Boston Globe - October 5, 1995
Lauper's back with more fun -- And then some
by Steve Morse
Name some of the biggest hits of the '80s and chances are that Cyndi Lauper's "Girls Just Want to Have Fun" will be among them. The tune was on every radio lover's lips at one time. Its melody was irresistible. Its lyrics were loony fun. And its singer was pigeonholed for life.
"The happy girl. That's what they called me," says Lauper, who returns to play the Fall Fest on Boston Common this Sunday afternoon with Harry Connick Jr. and other acts.
Life has not always been happy for Lauper, of course, but she's back on the charts with -- you guessed it -- a remake of "Girls," now titled "Hey Now (Girls Just Want to Have Fun)." It's reinvented with a lilting reggae beat and appears on her recent greatest hits album, "Twelve Deadly Cyns ... And Then Some," which has sold 3 million copies around the world.
"The song is really me trying to sing a trumpet line. It has that same kind of air compression," says Lauper. She had been doing the revised version in concert and added it to her greatest hits album at the request of her record label. She also made a CD5 single (a five-song CD) of it, including a dance-hall treatment with Patra and a rap arrangement with Snow, who had the mega-hit "Informer" two years ago.

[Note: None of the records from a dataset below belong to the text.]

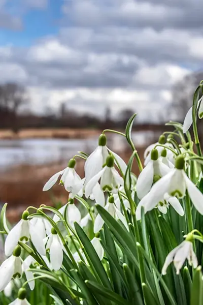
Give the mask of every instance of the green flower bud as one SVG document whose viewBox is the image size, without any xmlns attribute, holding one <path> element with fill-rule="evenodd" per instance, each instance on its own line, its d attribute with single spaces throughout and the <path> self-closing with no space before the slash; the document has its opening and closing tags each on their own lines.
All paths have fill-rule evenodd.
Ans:
<svg viewBox="0 0 203 305">
<path fill-rule="evenodd" d="M 151 151 L 151 159 L 155 161 L 158 158 L 158 151 L 156 148 L 152 149 Z"/>
<path fill-rule="evenodd" d="M 70 160 L 69 162 L 67 164 L 67 167 L 70 168 L 74 168 L 76 165 L 76 161 L 75 159 L 72 159 Z"/>
<path fill-rule="evenodd" d="M 175 167 L 177 169 L 183 169 L 185 166 L 185 159 L 184 157 L 180 155 L 177 158 L 175 164 Z"/>
<path fill-rule="evenodd" d="M 25 288 L 20 288 L 18 290 L 18 298 L 20 300 L 24 300 L 26 298 L 27 292 Z"/>
<path fill-rule="evenodd" d="M 104 134 L 100 135 L 98 138 L 99 146 L 105 146 L 107 144 L 107 137 Z"/>
<path fill-rule="evenodd" d="M 22 215 L 22 219 L 23 220 L 27 220 L 27 217 L 29 216 L 29 213 L 28 211 L 24 211 Z"/>
<path fill-rule="evenodd" d="M 110 202 L 110 203 L 114 203 L 114 196 L 110 196 L 110 197 L 109 198 L 109 202 Z"/>
<path fill-rule="evenodd" d="M 13 250 L 13 255 L 16 257 L 19 257 L 21 254 L 21 247 L 20 246 L 16 246 Z"/>
<path fill-rule="evenodd" d="M 164 135 L 160 136 L 158 142 L 159 144 L 164 144 L 165 143 L 165 137 Z"/>
<path fill-rule="evenodd" d="M 110 155 L 107 158 L 106 164 L 108 167 L 113 167 L 114 166 L 114 159 L 113 156 Z"/>
<path fill-rule="evenodd" d="M 57 234 L 57 232 L 56 231 L 56 230 L 54 229 L 54 228 L 51 228 L 51 234 L 52 234 L 53 235 L 56 235 Z"/>
<path fill-rule="evenodd" d="M 161 154 L 161 157 L 165 158 L 167 156 L 167 150 L 165 148 L 163 148 Z"/>
</svg>

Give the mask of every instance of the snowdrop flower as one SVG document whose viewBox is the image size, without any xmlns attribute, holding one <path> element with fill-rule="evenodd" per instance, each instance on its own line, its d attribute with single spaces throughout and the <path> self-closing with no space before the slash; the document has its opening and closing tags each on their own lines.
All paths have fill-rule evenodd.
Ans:
<svg viewBox="0 0 203 305">
<path fill-rule="evenodd" d="M 203 194 L 187 176 L 183 169 L 184 165 L 184 158 L 179 156 L 176 160 L 175 168 L 153 186 L 150 192 L 139 202 L 136 211 L 138 220 L 140 219 L 141 206 L 144 206 L 146 212 L 162 201 L 165 194 L 183 198 L 186 190 L 196 209 L 203 215 Z"/>
<path fill-rule="evenodd" d="M 28 241 L 30 237 L 37 251 L 41 255 L 45 255 L 43 240 L 37 228 L 27 219 L 29 215 L 28 211 L 24 211 L 22 216 L 22 219 L 9 232 L 5 245 L 6 256 L 11 255 L 18 241 Z"/>
<path fill-rule="evenodd" d="M 155 176 L 160 177 L 170 171 L 170 169 L 158 159 L 158 150 L 153 149 L 151 152 L 151 160 L 138 178 L 136 190 L 138 198 L 141 199 L 149 193 Z"/>
<path fill-rule="evenodd" d="M 18 298 L 10 303 L 9 305 L 31 305 L 25 298 L 26 295 L 26 290 L 24 288 L 20 288 L 18 291 Z"/>
<path fill-rule="evenodd" d="M 63 205 L 58 210 L 58 211 L 63 216 L 64 216 L 65 210 L 67 206 L 66 218 L 69 224 L 72 227 L 74 227 L 74 223 L 75 222 L 80 223 L 81 219 L 81 214 L 79 209 L 75 204 L 74 204 L 73 199 L 70 199 L 66 204 Z M 59 219 L 59 218 L 56 214 L 55 214 L 53 218 L 53 220 L 55 222 L 57 222 Z"/>
<path fill-rule="evenodd" d="M 47 250 L 49 250 L 50 263 L 52 268 L 55 271 L 59 270 L 63 262 L 63 245 L 54 228 L 51 229 L 46 246 Z"/>
<path fill-rule="evenodd" d="M 198 115 L 199 118 L 203 117 L 203 102 L 202 97 L 201 97 L 197 102 L 197 109 L 199 108 Z M 192 124 L 192 106 L 189 109 L 185 116 L 184 121 L 183 122 L 183 132 L 186 133 L 189 129 L 190 126 Z"/>
<path fill-rule="evenodd" d="M 72 159 L 69 162 L 67 167 L 51 177 L 43 188 L 43 191 L 48 191 L 57 182 L 58 177 L 62 175 L 60 182 L 64 185 L 65 190 L 69 192 L 70 198 L 78 194 L 83 186 L 83 180 L 75 170 L 76 161 Z"/>
<path fill-rule="evenodd" d="M 98 145 L 90 155 L 85 164 L 85 186 L 102 169 L 105 163 L 109 152 L 106 144 L 107 137 L 102 134 L 98 139 Z"/>
<path fill-rule="evenodd" d="M 109 202 L 107 205 L 105 207 L 105 209 L 109 212 L 109 213 L 115 218 L 116 220 L 120 219 L 123 224 L 125 225 L 127 229 L 128 227 L 127 225 L 127 221 L 121 213 L 121 212 L 117 209 L 114 204 L 114 199 L 113 196 L 111 196 L 109 198 Z M 99 214 L 98 214 L 95 220 L 94 224 L 94 233 L 97 233 L 103 226 L 104 224 L 104 221 L 103 220 Z"/>
<path fill-rule="evenodd" d="M 27 280 L 33 279 L 34 277 L 31 272 L 27 270 L 27 266 L 20 258 L 21 249 L 20 246 L 15 247 L 13 255 L 7 258 L 0 266 L 0 292 L 4 290 L 12 278 L 21 278 L 23 273 L 23 269 L 24 269 Z M 29 286 L 31 290 L 35 287 L 35 282 L 31 281 L 29 283 Z"/>
<path fill-rule="evenodd" d="M 190 266 L 192 265 L 193 268 L 197 267 L 197 259 L 193 249 L 192 240 L 192 234 L 189 233 L 185 240 L 171 251 L 166 256 L 162 269 L 161 273 L 163 275 L 166 274 L 167 268 L 173 261 L 177 274 L 179 274 L 180 269 L 186 259 Z"/>
<path fill-rule="evenodd" d="M 100 178 L 100 187 L 104 192 L 109 191 L 116 192 L 120 186 L 123 185 L 123 179 L 113 167 L 114 161 L 114 157 L 109 156 L 105 166 L 88 181 L 85 191 L 86 198 L 89 198 L 93 188 Z"/>
</svg>

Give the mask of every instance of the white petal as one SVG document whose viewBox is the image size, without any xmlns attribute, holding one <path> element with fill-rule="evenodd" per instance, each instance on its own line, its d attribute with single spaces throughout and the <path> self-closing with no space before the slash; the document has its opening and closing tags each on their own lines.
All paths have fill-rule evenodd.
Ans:
<svg viewBox="0 0 203 305">
<path fill-rule="evenodd" d="M 189 109 L 183 123 L 183 132 L 185 133 L 192 124 L 192 106 Z"/>
<path fill-rule="evenodd" d="M 0 292 L 4 290 L 13 277 L 15 257 L 13 255 L 6 259 L 0 266 Z"/>
<path fill-rule="evenodd" d="M 184 215 L 184 209 L 179 200 L 176 197 L 170 197 L 168 199 L 168 201 L 179 215 L 183 216 Z"/>
<path fill-rule="evenodd" d="M 92 195 L 97 204 L 104 206 L 105 204 L 105 197 L 104 192 L 101 191 L 99 183 L 97 183 L 93 188 Z"/>
<path fill-rule="evenodd" d="M 104 164 L 103 146 L 98 146 L 90 155 L 85 164 L 85 185 L 102 169 Z"/>
<path fill-rule="evenodd" d="M 96 175 L 94 176 L 90 180 L 88 181 L 85 187 L 85 195 L 86 198 L 88 198 L 90 194 L 92 193 L 92 190 L 95 186 L 100 178 L 101 177 L 104 172 L 105 172 L 106 168 L 106 166 L 105 166 Z"/>
<path fill-rule="evenodd" d="M 22 220 L 9 232 L 5 241 L 5 251 L 6 256 L 10 256 L 20 240 Z"/>
<path fill-rule="evenodd" d="M 29 265 L 27 264 L 25 260 L 23 263 L 23 267 L 24 271 L 25 274 L 26 278 L 27 281 L 29 280 L 32 280 L 28 282 L 28 285 L 31 290 L 33 290 L 35 288 L 35 278 L 33 275 L 33 273 L 30 271 L 27 271 L 27 269 L 29 268 Z"/>
<path fill-rule="evenodd" d="M 153 161 L 150 161 L 140 174 L 136 185 L 138 197 L 141 199 L 150 190 L 154 178 Z"/>
<path fill-rule="evenodd" d="M 67 217 L 71 225 L 73 225 L 74 222 L 79 223 L 81 219 L 81 214 L 80 210 L 75 204 L 69 204 L 67 208 Z"/>
<path fill-rule="evenodd" d="M 184 179 L 185 172 L 181 169 L 175 168 L 169 186 L 168 193 L 172 196 L 177 196 L 183 198 L 185 195 L 186 186 Z"/>
<path fill-rule="evenodd" d="M 116 185 L 117 188 L 119 188 L 120 186 L 124 185 L 124 180 L 122 177 L 121 177 L 114 167 L 111 167 L 111 172 L 113 174 L 114 178 L 116 181 Z"/>
<path fill-rule="evenodd" d="M 57 182 L 57 180 L 58 180 L 60 175 L 62 175 L 63 173 L 64 170 L 64 169 L 63 169 L 63 170 L 61 170 L 60 171 L 58 172 L 56 174 L 54 174 L 54 175 L 51 177 L 49 180 L 47 181 L 47 182 L 44 186 L 43 189 L 43 192 L 48 191 L 48 190 L 50 190 L 51 188 L 52 188 L 53 186 L 55 185 L 55 184 Z"/>
<path fill-rule="evenodd" d="M 99 238 L 94 237 L 93 239 L 91 240 L 91 243 L 97 254 L 99 259 L 101 260 L 104 257 L 104 251 L 101 243 L 100 242 Z"/>
<path fill-rule="evenodd" d="M 166 205 L 160 205 L 160 204 L 158 204 L 158 209 L 161 213 L 163 213 L 163 214 L 166 214 L 167 213 L 167 206 Z"/>
<path fill-rule="evenodd" d="M 112 155 L 113 155 L 113 156 L 114 156 L 114 162 L 115 162 L 115 164 L 116 165 L 117 164 L 118 164 L 118 165 L 119 166 L 119 167 L 122 171 L 122 173 L 123 174 L 123 175 L 125 175 L 125 172 L 126 171 L 126 169 L 127 169 L 127 165 L 125 163 L 125 161 L 124 160 L 123 160 L 123 159 L 122 159 L 122 158 L 121 158 L 120 157 L 120 156 L 119 156 L 118 155 L 117 155 L 114 151 L 112 151 L 112 150 L 111 150 L 109 148 L 108 148 L 108 149 L 109 149 L 109 151 L 110 152 L 111 152 Z"/>
<path fill-rule="evenodd" d="M 197 211 L 203 215 L 203 194 L 185 173 L 184 178 L 189 196 Z"/>
<path fill-rule="evenodd" d="M 37 251 L 41 255 L 45 255 L 46 250 L 43 239 L 38 233 L 38 231 L 36 230 L 35 228 L 31 224 L 29 226 L 29 232 L 31 241 Z"/>
<path fill-rule="evenodd" d="M 94 224 L 94 233 L 97 233 L 100 230 L 101 228 L 103 226 L 104 224 L 105 223 L 104 221 L 101 218 L 101 216 L 99 214 L 96 216 Z"/>
<path fill-rule="evenodd" d="M 201 99 L 200 99 L 199 108 L 199 110 L 198 111 L 198 115 L 199 118 L 202 118 L 202 117 L 203 117 L 203 101 L 202 101 L 202 98 L 201 98 Z"/>
<path fill-rule="evenodd" d="M 63 250 L 59 237 L 56 234 L 53 236 L 52 241 L 49 251 L 50 261 L 53 269 L 55 271 L 59 270 L 63 262 Z"/>
<path fill-rule="evenodd" d="M 164 276 L 165 274 L 166 274 L 166 270 L 167 270 L 167 267 L 168 267 L 169 265 L 173 262 L 173 261 L 174 260 L 174 257 L 175 255 L 176 255 L 176 253 L 177 253 L 177 252 L 178 251 L 178 250 L 180 248 L 182 248 L 182 243 L 181 243 L 181 245 L 179 245 L 179 246 L 176 247 L 175 248 L 174 248 L 167 255 L 166 259 L 165 260 L 164 263 L 163 264 L 163 266 L 162 270 L 161 270 L 161 273 L 163 274 L 163 276 Z"/>
</svg>

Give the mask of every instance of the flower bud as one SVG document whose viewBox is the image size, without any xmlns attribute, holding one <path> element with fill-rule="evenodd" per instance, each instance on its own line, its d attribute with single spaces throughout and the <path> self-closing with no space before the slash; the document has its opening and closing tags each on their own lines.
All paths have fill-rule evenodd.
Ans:
<svg viewBox="0 0 203 305">
<path fill-rule="evenodd" d="M 185 166 L 185 159 L 184 157 L 180 155 L 177 158 L 175 164 L 175 167 L 177 169 L 183 169 Z"/>
<path fill-rule="evenodd" d="M 151 151 L 151 159 L 155 161 L 158 158 L 158 151 L 156 148 L 152 149 Z"/>
<path fill-rule="evenodd" d="M 164 158 L 165 158 L 166 157 L 167 150 L 165 148 L 163 148 L 163 149 L 161 151 L 161 157 L 163 157 Z"/>
<path fill-rule="evenodd" d="M 164 144 L 165 143 L 165 137 L 164 135 L 160 136 L 158 142 L 159 144 Z"/>
<path fill-rule="evenodd" d="M 67 167 L 70 168 L 74 168 L 76 165 L 76 161 L 74 159 L 71 159 L 67 164 Z"/>
<path fill-rule="evenodd" d="M 20 299 L 20 300 L 24 300 L 26 298 L 26 296 L 27 294 L 27 292 L 25 288 L 20 288 L 18 290 L 18 298 Z"/>
<path fill-rule="evenodd" d="M 13 250 L 13 255 L 16 257 L 19 257 L 21 254 L 21 247 L 20 246 L 16 246 Z"/>
<path fill-rule="evenodd" d="M 53 235 L 56 235 L 57 234 L 57 232 L 56 231 L 56 230 L 54 229 L 54 228 L 51 228 L 51 234 L 52 234 Z"/>
<path fill-rule="evenodd" d="M 23 220 L 27 220 L 27 217 L 29 216 L 29 213 L 28 211 L 24 211 L 22 215 L 22 219 Z"/>
<path fill-rule="evenodd" d="M 108 167 L 113 167 L 113 166 L 114 166 L 114 160 L 113 156 L 108 156 L 108 157 L 107 158 L 107 160 L 106 161 L 107 166 L 108 166 Z"/>
<path fill-rule="evenodd" d="M 107 144 L 107 137 L 104 134 L 101 134 L 98 138 L 99 146 L 105 146 Z"/>
<path fill-rule="evenodd" d="M 109 198 L 109 202 L 110 202 L 110 203 L 114 203 L 114 196 L 110 196 L 110 197 Z"/>
</svg>

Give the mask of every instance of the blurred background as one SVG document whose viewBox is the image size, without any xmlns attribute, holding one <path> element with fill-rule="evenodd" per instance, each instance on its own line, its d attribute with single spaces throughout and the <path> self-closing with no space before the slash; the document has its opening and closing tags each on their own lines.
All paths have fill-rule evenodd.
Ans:
<svg viewBox="0 0 203 305">
<path fill-rule="evenodd" d="M 167 121 L 183 121 L 203 78 L 202 9 L 200 0 L 0 0 L 0 204 L 11 221 L 28 205 L 65 203 L 62 188 L 44 193 L 44 184 L 103 129 L 124 130 L 138 113 L 142 155 Z M 108 146 L 129 158 L 122 137 Z"/>
</svg>

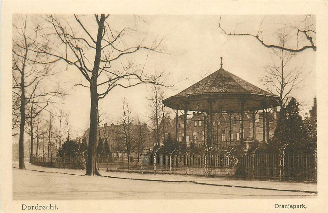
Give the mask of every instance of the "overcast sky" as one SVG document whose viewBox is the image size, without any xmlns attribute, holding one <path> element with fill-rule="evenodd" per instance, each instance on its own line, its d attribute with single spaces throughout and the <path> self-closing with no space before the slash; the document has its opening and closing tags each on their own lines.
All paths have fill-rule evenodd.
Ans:
<svg viewBox="0 0 328 213">
<path fill-rule="evenodd" d="M 168 75 L 168 84 L 179 81 L 173 88 L 163 88 L 166 98 L 218 69 L 221 57 L 225 69 L 266 89 L 258 78 L 263 74 L 264 67 L 275 60 L 272 50 L 251 37 L 225 34 L 218 27 L 219 16 L 156 15 L 141 18 L 143 21 L 134 21 L 136 18 L 134 16 L 113 15 L 110 16 L 108 21 L 113 23 L 113 27 L 123 25 L 136 27 L 139 30 L 135 39 L 137 42 L 140 38 L 146 38 L 144 41 L 146 43 L 154 39 L 158 42 L 163 38 L 160 47 L 166 53 L 143 51 L 135 54 L 133 60 L 136 64 L 143 65 L 147 58 L 144 64 L 146 72 L 152 73 L 156 70 Z M 277 41 L 275 33 L 278 28 L 297 26 L 305 16 L 270 15 L 263 20 L 264 18 L 263 16 L 224 16 L 221 25 L 228 31 L 256 33 L 263 20 L 261 25 L 263 36 L 268 43 L 274 43 Z M 315 17 L 308 19 L 308 22 L 315 23 Z M 92 21 L 94 22 L 94 19 Z M 295 56 L 291 62 L 291 67 L 301 67 L 308 73 L 301 88 L 291 94 L 299 102 L 306 104 L 302 106 L 305 109 L 303 112 L 311 108 L 316 94 L 315 55 L 315 51 L 306 50 Z M 69 113 L 72 130 L 80 135 L 90 124 L 89 89 L 72 86 L 84 80 L 76 69 L 63 63 L 58 64 L 56 68 L 61 72 L 56 78 L 69 91 L 62 101 L 64 108 Z M 99 108 L 107 115 L 108 123 L 115 123 L 121 114 L 123 97 L 133 114 L 147 121 L 150 110 L 147 98 L 149 87 L 143 85 L 124 89 L 116 87 L 101 100 Z"/>
</svg>

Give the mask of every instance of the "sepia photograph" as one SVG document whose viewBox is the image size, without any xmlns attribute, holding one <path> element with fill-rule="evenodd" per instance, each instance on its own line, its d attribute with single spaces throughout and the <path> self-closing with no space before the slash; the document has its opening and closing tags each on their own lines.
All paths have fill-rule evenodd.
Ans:
<svg viewBox="0 0 328 213">
<path fill-rule="evenodd" d="M 327 212 L 322 5 L 14 11 L 1 53 L 3 212 Z"/>
</svg>

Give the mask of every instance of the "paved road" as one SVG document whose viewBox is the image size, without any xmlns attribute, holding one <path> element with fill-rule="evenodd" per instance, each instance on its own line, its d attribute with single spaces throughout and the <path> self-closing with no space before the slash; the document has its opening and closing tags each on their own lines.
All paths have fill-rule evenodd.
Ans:
<svg viewBox="0 0 328 213">
<path fill-rule="evenodd" d="M 313 197 L 310 193 L 74 175 L 13 169 L 14 200 Z"/>
</svg>

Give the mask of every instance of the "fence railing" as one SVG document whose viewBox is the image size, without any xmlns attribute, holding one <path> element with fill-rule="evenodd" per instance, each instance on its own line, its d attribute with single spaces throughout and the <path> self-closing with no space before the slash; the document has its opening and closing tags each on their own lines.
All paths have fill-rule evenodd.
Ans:
<svg viewBox="0 0 328 213">
<path fill-rule="evenodd" d="M 33 157 L 34 164 L 83 169 L 86 157 Z M 243 178 L 316 181 L 316 152 L 313 154 L 255 154 L 236 156 L 229 152 L 201 154 L 150 154 L 98 156 L 99 169 Z"/>
</svg>

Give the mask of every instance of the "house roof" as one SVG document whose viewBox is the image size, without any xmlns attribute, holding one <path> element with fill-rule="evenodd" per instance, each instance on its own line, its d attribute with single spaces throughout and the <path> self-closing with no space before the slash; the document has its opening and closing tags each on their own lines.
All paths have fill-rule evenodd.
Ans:
<svg viewBox="0 0 328 213">
<path fill-rule="evenodd" d="M 214 112 L 266 109 L 279 106 L 280 98 L 252 84 L 222 67 L 177 95 L 163 100 L 175 109 Z M 210 102 L 211 103 L 210 104 Z"/>
</svg>

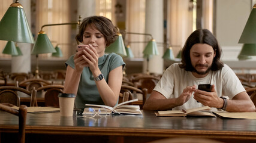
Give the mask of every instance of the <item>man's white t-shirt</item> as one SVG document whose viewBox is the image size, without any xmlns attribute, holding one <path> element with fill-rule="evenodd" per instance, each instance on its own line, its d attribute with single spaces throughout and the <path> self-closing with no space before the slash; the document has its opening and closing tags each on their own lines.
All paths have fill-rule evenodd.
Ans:
<svg viewBox="0 0 256 143">
<path fill-rule="evenodd" d="M 180 68 L 178 63 L 173 64 L 167 68 L 153 90 L 161 93 L 167 99 L 170 99 L 177 98 L 188 86 L 196 85 L 198 87 L 199 84 L 209 83 L 215 86 L 215 90 L 219 97 L 227 96 L 230 99 L 245 91 L 234 72 L 226 64 L 219 70 L 210 71 L 203 78 L 197 78 L 192 74 L 191 72 Z M 202 104 L 197 102 L 194 99 L 192 94 L 186 103 L 174 107 L 173 110 L 186 110 L 202 106 Z M 215 110 L 216 108 L 213 109 Z"/>
</svg>

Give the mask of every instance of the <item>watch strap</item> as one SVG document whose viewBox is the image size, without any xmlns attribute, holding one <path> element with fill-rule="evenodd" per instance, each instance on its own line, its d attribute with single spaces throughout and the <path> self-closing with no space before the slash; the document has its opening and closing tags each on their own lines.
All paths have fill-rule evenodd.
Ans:
<svg viewBox="0 0 256 143">
<path fill-rule="evenodd" d="M 103 74 L 102 73 L 98 75 L 96 77 L 94 77 L 95 81 L 100 81 L 101 80 L 104 78 Z"/>
<path fill-rule="evenodd" d="M 223 99 L 224 101 L 223 107 L 222 108 L 221 108 L 221 109 L 225 111 L 226 110 L 227 105 L 228 105 L 228 102 L 226 98 L 224 97 L 221 97 L 221 98 Z"/>
</svg>

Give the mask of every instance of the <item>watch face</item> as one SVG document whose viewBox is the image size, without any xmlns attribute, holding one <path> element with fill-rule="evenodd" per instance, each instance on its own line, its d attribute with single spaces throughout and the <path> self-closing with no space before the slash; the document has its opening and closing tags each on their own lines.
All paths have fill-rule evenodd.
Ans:
<svg viewBox="0 0 256 143">
<path fill-rule="evenodd" d="M 102 74 L 100 74 L 99 76 L 100 80 L 103 79 L 103 75 Z"/>
</svg>

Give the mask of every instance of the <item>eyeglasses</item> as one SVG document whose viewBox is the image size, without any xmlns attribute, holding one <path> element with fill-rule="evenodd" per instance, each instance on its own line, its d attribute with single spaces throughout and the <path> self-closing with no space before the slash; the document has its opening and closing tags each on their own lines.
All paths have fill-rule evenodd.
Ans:
<svg viewBox="0 0 256 143">
<path fill-rule="evenodd" d="M 95 116 L 106 117 L 110 114 L 111 111 L 104 108 L 85 108 L 82 116 L 83 117 L 93 118 Z"/>
</svg>

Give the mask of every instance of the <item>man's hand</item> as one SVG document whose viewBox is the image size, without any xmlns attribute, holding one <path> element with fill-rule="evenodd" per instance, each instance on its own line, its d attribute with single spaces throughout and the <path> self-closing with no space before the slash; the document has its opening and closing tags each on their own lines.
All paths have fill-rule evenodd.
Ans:
<svg viewBox="0 0 256 143">
<path fill-rule="evenodd" d="M 195 85 L 188 86 L 183 90 L 182 94 L 176 98 L 176 103 L 177 105 L 182 105 L 184 103 L 189 100 L 192 95 L 192 93 L 196 90 Z"/>
<path fill-rule="evenodd" d="M 223 105 L 223 100 L 218 96 L 215 87 L 214 85 L 212 86 L 210 92 L 196 89 L 194 93 L 194 98 L 204 105 L 221 108 L 221 105 Z"/>
</svg>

"Snow started doing a rap that was great because it had a rockabilly lilt to it," says Lauper. "I met him when I went to Jamaica and recorded with Sly Dunbar & Robbie Shakespeare. There was this little skinny white kid there and someone said, 'That's Snow.' So we had him try something and it worked. The song has helped me get played on certain rhythm stations. It's nice to go to a radio station and play a dance mix like that."
Lauper has often been ahead of her time, but hasn't always gotten credit because of record-company delays in releasing her music. "I get ahead of the curve, then my music isn't released until after the curve has changed," she says. "It seems I've spent a lot of time in this business struggling to get my music out. There's always been someone at the gate making it hard. Sometimes you get to a point where you want to say to these people: 'Why don't you go see what it's like in the real world, then come back and talk to me.'
"If you didn't have a sense of humor in this business, you'd be chewed up and spit out," she says in a phone interview.
Lauper had a healthy run in the '80s, scoring additional hits "Time After Time," "She Bop", "True Colors", "Money Changes Everything" and "I Drove All Night". She employed lively synthesizer pulses and big-beat drums from Bruce Springsteen's drummer, Max Weinberg. She then made the experimental "Hat Full of Surprises" in 1993 with the poignant song "Sally's Pigeons." It was cowritten with Mary Chapin Carpenter, but didn't get much airplay. "Did you even see it promoted?" she asks.
Lauper has long been viewed as an eccentric because of her kooky clothes and hairstyles, but sees nothing wrong with it. "Look at most of the people in music today. Do you think they dress in suits? No way."
When gates closed on Lauper, she diversified her portfolio. "I would take side jobs, like writing songs for movies or acting in TV," says Lauper. She received an Emmy nomination for playing the role of Mary Ann in the TV series "Mad About You." And she's working on a couple of songs for upcoming movies -- "Unhook the Stars" with Marisa Tomei, and "I Love You, I Love You Not" with Jeanne Moreau. Also, she often writes on a computer. "It helps because I'm dyslexic," she notes.
And just as you shouldn't call "Girls Just Wanna Have Fun" a novelty song, please don't call her songwriting a craft.
"I don't look at it as a craft. It's an expression," says Lauper, who includes three previously unreleased songs on her "Greatest Hits" disc. "There are no rules for me now. I followed some songwriting rules before, but I don't care now. It's all about expression. Anything else is contrived."